Time to Shutdown CT Advisor

Time to Shutdown CT Advisor

In 2015, I built CTAdvisor for a couple of reasons.

The first is that the new Certificate Transparency standard had some incredible potential, but I wasn’t aware of a method of being proactively alerted to any breaches it may uncover. As far as I’m aware, the only lookup tool at the time was Comodo’s (now Sectigo) service https://crt.sh/. We were even seeing advisory bodies recommend proactive monitoring at a time when I’m not aware any such tool existed.

The second reason is that it offered a great development opportunity, with a Rails frontend and Erlang backend, that’s been mostly kept online in the eight years since.

The change change: Competition

The major thing that’s changed is that there are now alternatives. And to be clear, I don’t see that as bad. I’d really love a world where this sort of monitoring is the norm, and having one guy run a service on a T2.micro doesn’t facilitate that.

The first service I became aware was out there was launched by Facebook/Meta. It offered an advantage, in that it also could alert you on similar, potentially phishing related domains. Still, people told me businesses wouldn’t trust Facebook in a business setting and I stayed online.

We’ve since seen the more enterprise product offering by Censys, and Scott Helm’s Report-URI now offers CT Monitoring. The vast majority of signed up domains are .gov or .gov.au domains, which are exactly the sort of groups that should seeking these enterprise solutions.

Where I really knew better options were available to everyone was this announcement by Cloudflare. With that out there, it’s time to move on.

Your data is always your data

I’ve been proud to run a service that collected email addresses for eight years and use them exactly as designed, and only in that manner. I even had to debate whether a shutdown email was appropriate, as I’ve never sent an email that wasn’t directly an issuance report. I’d very much appreciate it if anyone using a canary address on the service can speak out and validate this.

When we get to the shutdown process where we drop the database, it’ll be gone for good. There are backups sitting in an S3 an bucket with a 120 day lifecycle rule that will need to wait out that period before all data is gone for good.

Shutdown process

I’ll be updating the landing page and Github repos to reflect this project’s status in the coming days. CT Advisor has one trick left in it however - a production canary of the new Ruby jit. To that end, I’ll be updating the code to run with Ruby 3.2.1 and the jit enabled. Whether this takes two days or two months depends on how much of a Just Works(tm) situation we have.

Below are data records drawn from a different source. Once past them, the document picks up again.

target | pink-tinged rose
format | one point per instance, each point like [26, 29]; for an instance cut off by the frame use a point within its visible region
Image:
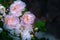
[28, 18]
[17, 7]
[11, 20]
[2, 9]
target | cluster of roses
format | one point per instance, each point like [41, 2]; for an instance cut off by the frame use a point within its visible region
[15, 24]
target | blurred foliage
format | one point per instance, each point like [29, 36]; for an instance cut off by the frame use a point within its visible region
[41, 25]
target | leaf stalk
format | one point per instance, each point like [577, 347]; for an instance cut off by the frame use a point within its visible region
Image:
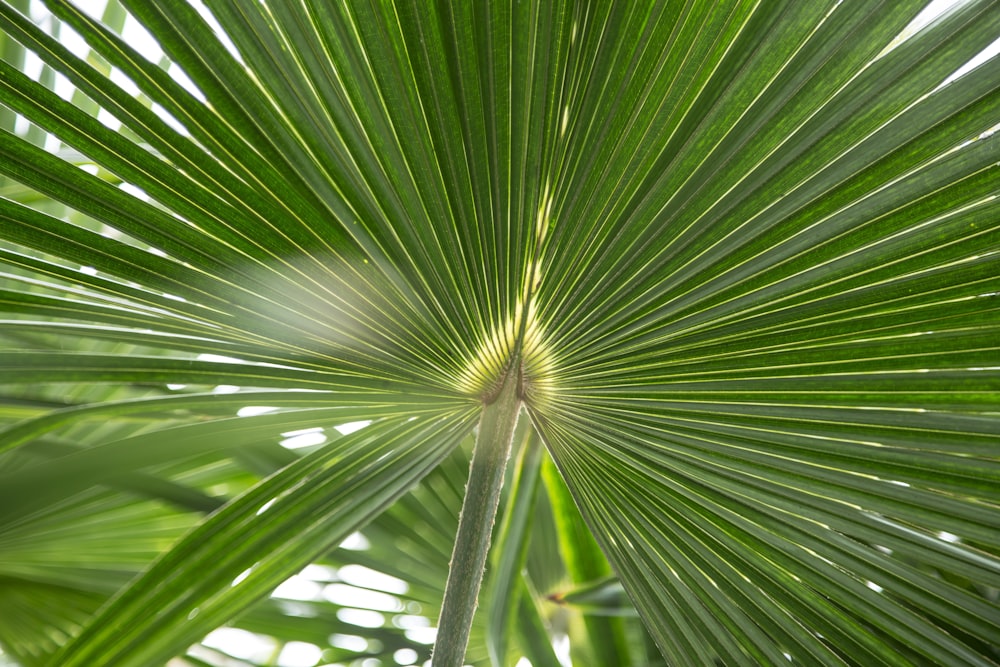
[475, 526]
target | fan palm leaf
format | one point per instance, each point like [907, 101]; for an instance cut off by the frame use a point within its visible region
[735, 262]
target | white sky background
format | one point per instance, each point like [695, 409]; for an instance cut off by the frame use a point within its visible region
[313, 582]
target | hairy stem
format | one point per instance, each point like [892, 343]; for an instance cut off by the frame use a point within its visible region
[472, 543]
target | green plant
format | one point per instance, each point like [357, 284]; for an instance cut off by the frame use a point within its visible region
[735, 264]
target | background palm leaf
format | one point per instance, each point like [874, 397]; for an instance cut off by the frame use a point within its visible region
[746, 254]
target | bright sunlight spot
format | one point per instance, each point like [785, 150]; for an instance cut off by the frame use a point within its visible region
[359, 575]
[353, 596]
[355, 542]
[351, 427]
[298, 587]
[299, 654]
[241, 644]
[405, 656]
[307, 437]
[349, 642]
[363, 618]
[254, 410]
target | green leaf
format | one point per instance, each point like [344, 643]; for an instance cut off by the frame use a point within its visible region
[293, 517]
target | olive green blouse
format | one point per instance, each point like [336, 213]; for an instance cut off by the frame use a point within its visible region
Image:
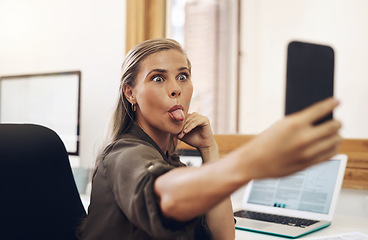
[123, 203]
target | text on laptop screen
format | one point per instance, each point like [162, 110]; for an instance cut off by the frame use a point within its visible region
[309, 190]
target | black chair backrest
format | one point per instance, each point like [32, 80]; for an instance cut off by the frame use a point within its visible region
[38, 195]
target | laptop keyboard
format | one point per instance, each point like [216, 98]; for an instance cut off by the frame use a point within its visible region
[291, 221]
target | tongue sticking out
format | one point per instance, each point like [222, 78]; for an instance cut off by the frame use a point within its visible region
[177, 115]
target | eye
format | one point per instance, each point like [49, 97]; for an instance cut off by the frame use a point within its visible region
[157, 79]
[182, 77]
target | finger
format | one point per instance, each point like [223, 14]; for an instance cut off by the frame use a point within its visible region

I’m aiming to shutdown the backend - and therefore any alerting - on March 31st. At that point I’ll truncate all existing accounts from the database. The Rails frontend will continue serving an informational page for a period of TBA.

A note on the challenges

People that have spoken to me about this tool have all held a similar assumption: That scaling server load would be my biggest challenge. In reality, the Erlang backend absolutely hammers and even on my very low spec AWS server, I’m usually seeing load averages around 0.3. Likewise, keeping Rails bumped has always been very low effort. To be honest I’ve spent more time fiddling with Javascript dependencies on this blog’s build process over the years than bumping Rails versions.

Mail Hygiene

Easily the biggest challenge is mail hygiene. The MVP solution when the application was built simply had email bounces go into a mailbox. When I get around to it, I go through that mailbox and run a script that disables your account if you appear to be getting alerts sent to a dead address. I’ve put up with this far longer than I should, because I’m constantly surprised by how often I need to do this.

The second issue is spam complaints. Despite the fact that a sign up requires you complete a Captcha then double opt-in, and the fact every single alert has an unsubscribe link, I’ve seen enough spam complaints that I’ve been on the border of having Amazon SES terminate my service on several occasions.

CPU Issues

A weird load issue that cropped up every few months is the kswapd service running to 100% CPU. It’s basically everything described here. Naturally I did everything there. The CT Advisor Server was originally Arch Linux, then I moved it to Amazon Linux when I wanted an approach requiring less maintenance. This bug has persisted through eight years of kernel updates, but since a reboot always makes it go away for a couple of months I’ve never gotten to the bottom of it.

SEO Spam

SEO Spam is out of control.

SEO Spam is out of control

We need to evict these people from the Internet, to the point I’d encourage search engine vendors to be more vocal about rejecting some of the claims they make.